Frequently Asked Questions
Q: Describe the background of CRF and what it can do for my community.
A: CRF is a national nonprofit organization that has brought capital to community development lenders in low- to moderate-income communities since 1988. We pioneered financial techniques that help lenders obtain funds from private sources that they could not access on their own. Our clients include cities, towns, states, Indian tribes, and other government organizations, as well as nonprofit community development organizations. By buying these loans, we help recycle scarce capital, which helps these local lenders speed up the process of revitalizing their communities.
Q: Does CRF operate near me?
A: CRF operates nationally. Click here to see a map of the cities where community-development lenders have conducted transactions with CRF.
Q: Is CRF a government-sponsored program?
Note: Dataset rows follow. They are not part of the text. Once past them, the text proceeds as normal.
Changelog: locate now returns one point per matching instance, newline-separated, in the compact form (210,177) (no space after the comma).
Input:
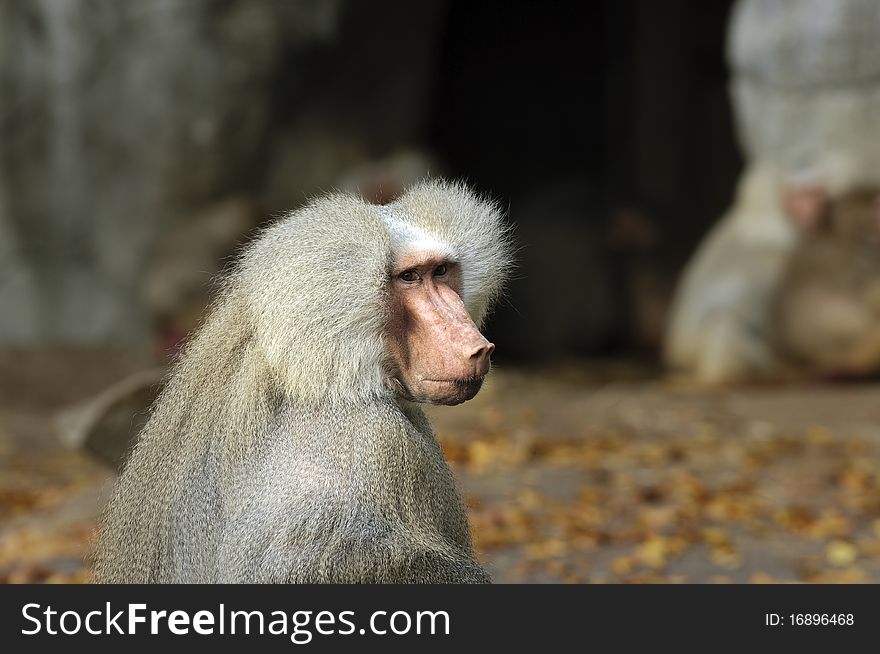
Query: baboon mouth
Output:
(465,382)
(456,391)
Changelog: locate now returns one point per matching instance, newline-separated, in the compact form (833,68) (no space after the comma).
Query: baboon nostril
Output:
(481,356)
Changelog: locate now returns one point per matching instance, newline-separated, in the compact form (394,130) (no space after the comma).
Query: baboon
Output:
(826,318)
(288,445)
(719,328)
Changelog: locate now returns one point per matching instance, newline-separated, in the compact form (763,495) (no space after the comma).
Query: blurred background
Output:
(685,384)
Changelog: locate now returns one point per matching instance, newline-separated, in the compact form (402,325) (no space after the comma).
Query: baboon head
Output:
(349,300)
(439,355)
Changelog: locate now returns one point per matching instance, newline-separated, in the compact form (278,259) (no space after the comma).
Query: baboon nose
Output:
(482,358)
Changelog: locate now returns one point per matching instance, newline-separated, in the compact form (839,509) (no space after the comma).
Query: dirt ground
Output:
(585,473)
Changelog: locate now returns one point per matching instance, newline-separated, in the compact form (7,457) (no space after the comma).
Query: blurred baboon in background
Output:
(827,314)
(806,97)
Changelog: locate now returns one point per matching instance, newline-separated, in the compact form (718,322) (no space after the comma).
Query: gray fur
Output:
(277,452)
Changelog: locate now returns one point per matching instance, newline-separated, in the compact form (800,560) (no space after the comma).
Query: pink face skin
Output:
(440,356)
(805,206)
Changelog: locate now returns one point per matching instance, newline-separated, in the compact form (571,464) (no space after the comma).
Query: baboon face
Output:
(439,355)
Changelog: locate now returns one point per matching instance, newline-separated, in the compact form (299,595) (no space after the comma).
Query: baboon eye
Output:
(409,275)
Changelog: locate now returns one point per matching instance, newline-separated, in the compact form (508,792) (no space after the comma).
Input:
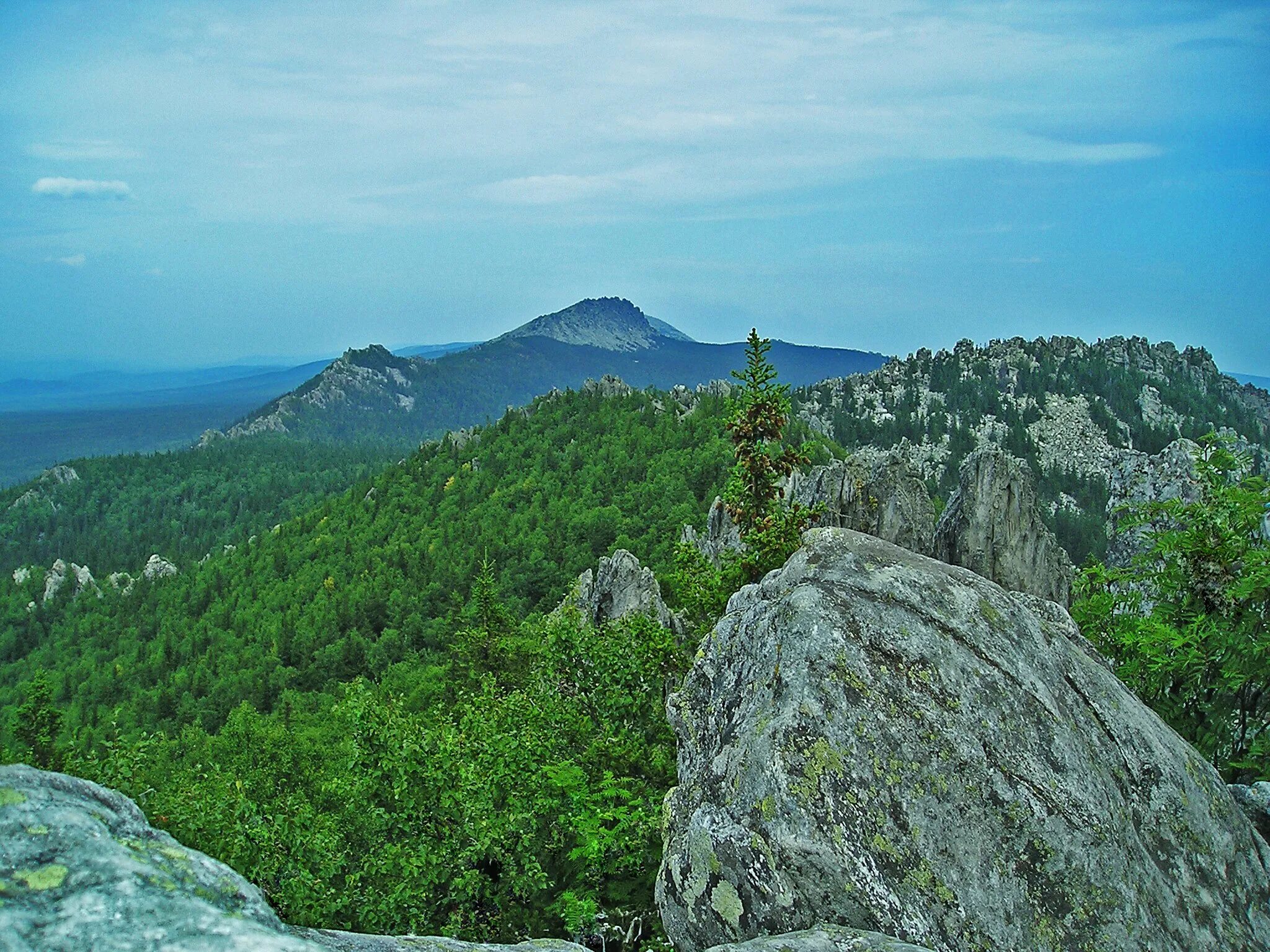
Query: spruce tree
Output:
(753,495)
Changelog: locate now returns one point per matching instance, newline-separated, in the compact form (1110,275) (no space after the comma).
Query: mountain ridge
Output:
(606,323)
(371,391)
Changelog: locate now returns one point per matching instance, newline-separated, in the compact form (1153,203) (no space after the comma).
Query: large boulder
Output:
(884,496)
(616,588)
(882,741)
(81,868)
(992,526)
(824,938)
(158,568)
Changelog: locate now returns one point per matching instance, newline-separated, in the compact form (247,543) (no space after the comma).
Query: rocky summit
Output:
(607,323)
(883,495)
(616,588)
(992,526)
(881,741)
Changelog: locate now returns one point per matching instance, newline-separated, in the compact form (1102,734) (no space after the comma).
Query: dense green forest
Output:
(375,394)
(1139,397)
(371,707)
(180,505)
(379,671)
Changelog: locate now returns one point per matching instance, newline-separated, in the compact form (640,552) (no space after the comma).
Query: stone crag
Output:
(616,588)
(721,537)
(1139,479)
(883,495)
(886,742)
(992,526)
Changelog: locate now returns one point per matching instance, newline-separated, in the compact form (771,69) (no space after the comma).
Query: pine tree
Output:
(760,413)
(37,724)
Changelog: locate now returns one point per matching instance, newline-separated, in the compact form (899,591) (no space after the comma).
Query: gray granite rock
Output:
(82,871)
(721,537)
(81,868)
(884,496)
(619,587)
(1139,479)
(886,742)
(822,938)
(992,526)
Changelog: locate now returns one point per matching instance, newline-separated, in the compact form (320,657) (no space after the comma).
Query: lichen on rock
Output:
(886,742)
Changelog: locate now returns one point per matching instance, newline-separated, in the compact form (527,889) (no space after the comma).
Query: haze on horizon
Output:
(193,183)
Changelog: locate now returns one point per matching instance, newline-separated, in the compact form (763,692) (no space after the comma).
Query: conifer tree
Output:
(37,724)
(760,413)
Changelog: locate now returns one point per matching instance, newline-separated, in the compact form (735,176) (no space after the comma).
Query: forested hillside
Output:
(471,719)
(182,505)
(373,392)
(1071,409)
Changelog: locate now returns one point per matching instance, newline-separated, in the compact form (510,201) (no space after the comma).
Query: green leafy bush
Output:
(1186,622)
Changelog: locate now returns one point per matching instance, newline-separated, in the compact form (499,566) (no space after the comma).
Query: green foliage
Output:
(758,415)
(1186,622)
(322,711)
(179,505)
(966,387)
(367,580)
(521,804)
(37,725)
(699,591)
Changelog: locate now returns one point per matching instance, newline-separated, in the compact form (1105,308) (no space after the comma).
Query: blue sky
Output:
(196,183)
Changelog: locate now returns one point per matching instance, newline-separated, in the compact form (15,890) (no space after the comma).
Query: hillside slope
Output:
(1072,410)
(373,392)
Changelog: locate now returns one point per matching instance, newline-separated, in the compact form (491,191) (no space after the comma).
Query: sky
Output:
(202,183)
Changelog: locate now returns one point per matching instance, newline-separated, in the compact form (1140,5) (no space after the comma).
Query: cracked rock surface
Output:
(881,741)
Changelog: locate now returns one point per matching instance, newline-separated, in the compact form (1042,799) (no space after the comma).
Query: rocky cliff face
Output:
(886,742)
(1076,413)
(81,868)
(43,491)
(721,537)
(992,526)
(371,377)
(619,587)
(1137,479)
(883,495)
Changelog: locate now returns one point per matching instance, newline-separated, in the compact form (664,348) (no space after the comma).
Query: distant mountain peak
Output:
(606,323)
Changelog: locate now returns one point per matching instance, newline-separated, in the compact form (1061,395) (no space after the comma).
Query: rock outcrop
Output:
(1254,800)
(883,496)
(606,323)
(992,526)
(45,487)
(158,568)
(722,535)
(824,938)
(619,587)
(886,742)
(81,868)
(61,573)
(1137,479)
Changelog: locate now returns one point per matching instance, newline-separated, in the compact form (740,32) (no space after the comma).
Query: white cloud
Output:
(82,188)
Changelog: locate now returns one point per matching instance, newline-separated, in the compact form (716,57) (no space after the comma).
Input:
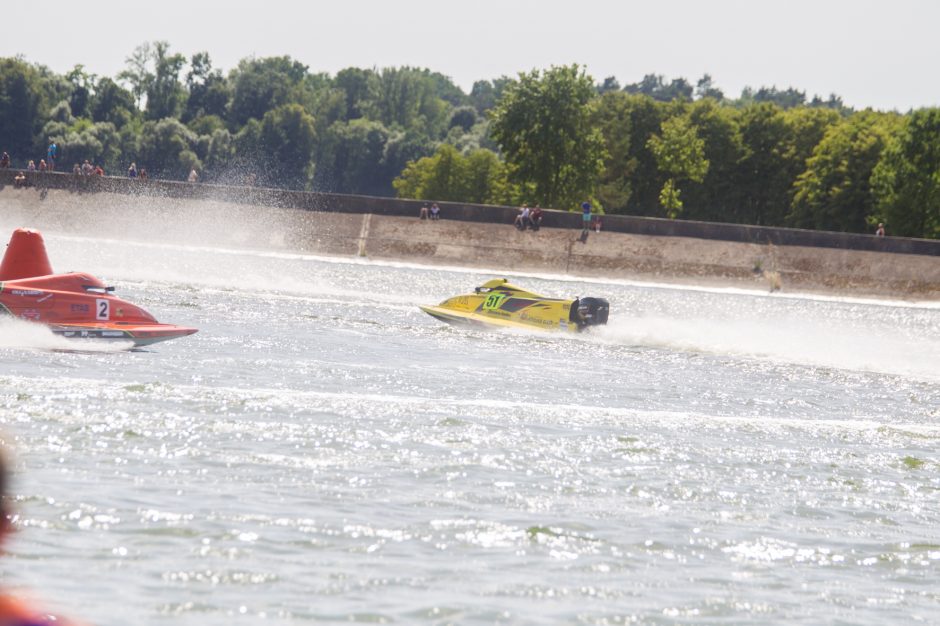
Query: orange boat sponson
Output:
(73,305)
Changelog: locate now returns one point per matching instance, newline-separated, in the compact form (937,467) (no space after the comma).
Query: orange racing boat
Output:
(73,305)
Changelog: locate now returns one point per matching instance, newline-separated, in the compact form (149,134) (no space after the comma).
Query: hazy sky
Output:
(883,54)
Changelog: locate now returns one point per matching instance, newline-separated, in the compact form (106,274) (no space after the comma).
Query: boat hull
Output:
(498,304)
(139,335)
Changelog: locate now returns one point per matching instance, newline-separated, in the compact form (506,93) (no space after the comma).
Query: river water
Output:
(324,452)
A: No, CRF is not connected to any governmental body nor is it a quasi-governmental organization. CRF is a private nonprofit organization that earns revenue primarily by conducting transactions with community-development lenders. Secondarily, it receives support from foundations, corporations, and accredited individuals who want to make social-purpose investments in a way that maximizes their effectiveness.
Q: How can CRF help with my financial needs?
A: In exchange for loan assets, CRF can provide you with cash to continue or expand your lending activities. We usually can provide you funds in 90 days or less from the time we begin a transaction, depending on transaction size and complexity.
Q: How does CRF work?
A: We make use of community development loans as assets, pledging them to private investors and providing community development lenders the cash. We can either buy your existing loans or agree to buy future loans made under mutually agreed-upon guidelines.
Q: What about servicing the loans?
A: Community development lenders can continue to service the loans they made or assign them to our loan servicing staff. We offer a full range of loan-servicing features and can divide the duties with you if need be, so you retain borrower contact while avoiding some of the administrative duties.
Q: What sort of loans will you purchase?
A: We buy existing or future asset-secured business loans, commercial and residential real-estate loans, and community facilities loans. Maximum acceptable loan terms depend on the loan type. Any interest rate is acceptable, but the cash provided depends on interest rate. Balloon payments are acceptable. We will consider purchasing loan portfolios totaling as little as $100,000. More information on such programs can be found on this Website under Products and Services.
Q: What sort of loans are NOT suitable for CRF to purchase?
A: We do not buy loans made for reasons other than socially beneficial purposes, nor do we buy personal loans, farm loans, revolving lines of credit or automobile loans.
Q: How can I receive pricing information about my loan?
A: We can give you a price estimate for your existing loans within one week. Contact us for a loan-value form. All we ask is for a loan's original balance, current balance, interest rate, payment amount, payment frequency and maturity date. For other transactions, such as advance commitments, structured financing or loans to lending organizations, we can provide a general proposal in less than a week. All estimates are free of charge.
Q: How is the value of my loan calculated?
A: We determine the value of a loan by pricing it relative to the market. The term, security, lien position and interest rate of the original loan determine what it is worth. We sell the loans that we buy to institutional investors, so loans that are priced above market earn a premium. Loans that are priced below market earn a discount. Our goal is to provide lenders a fair price while earning enough to cover our cost of doing business. Most lenders are surprised at the value they receive for their loans and are pleased to have the option of continuing servicing the loans as a means of creating ongoing revenue. When the loans are priced too far below market to meet lender needs, we have alternative ways to recapitalize.
Q: I've only had my loan for six months. Is it too soon for you to purchase?
A: Typically, a loan will have had to been paid on time and as promised for at least 12 months before we will buy it. However, we are increasingly entering into agreements with organizations under which we buy loans as they are originated. Please contact CRF to discuss your individual situation.
Q: How does CRF make money?
A: We generate revenue from our transactions to cover our cost of doing business. We sell the loans we buy to institutional investors. Charitable contributors--including foundations, insurance companies, banks and pension funds--have helped us build a capital base that we use to acquire loans and protect against losses.
Q: Why can't lenders just sell the loans themselves to the institutional investors?
A: It's really just a question of scale and efficiency. Very large organizations could sell their loans directly or even issue their own bonds. But for most nonprofit lenders and government agencies, such transactions wouldn't be worth the time and resources. The legal work alone makes it very difficult to any but the largest organizations to sell loans on their own. An additional issue is the unique staff skills needed to complete the transactions.
Q: How can I get a grant from CRF?
A: As a nonprofit, we seek grants ourselves to carry out our work. Because of our name, people sometimes assume we provide grants, but we're not a grant-making organization. Our method of providing capital is through purchasing loans made by community development lenders in return for cash.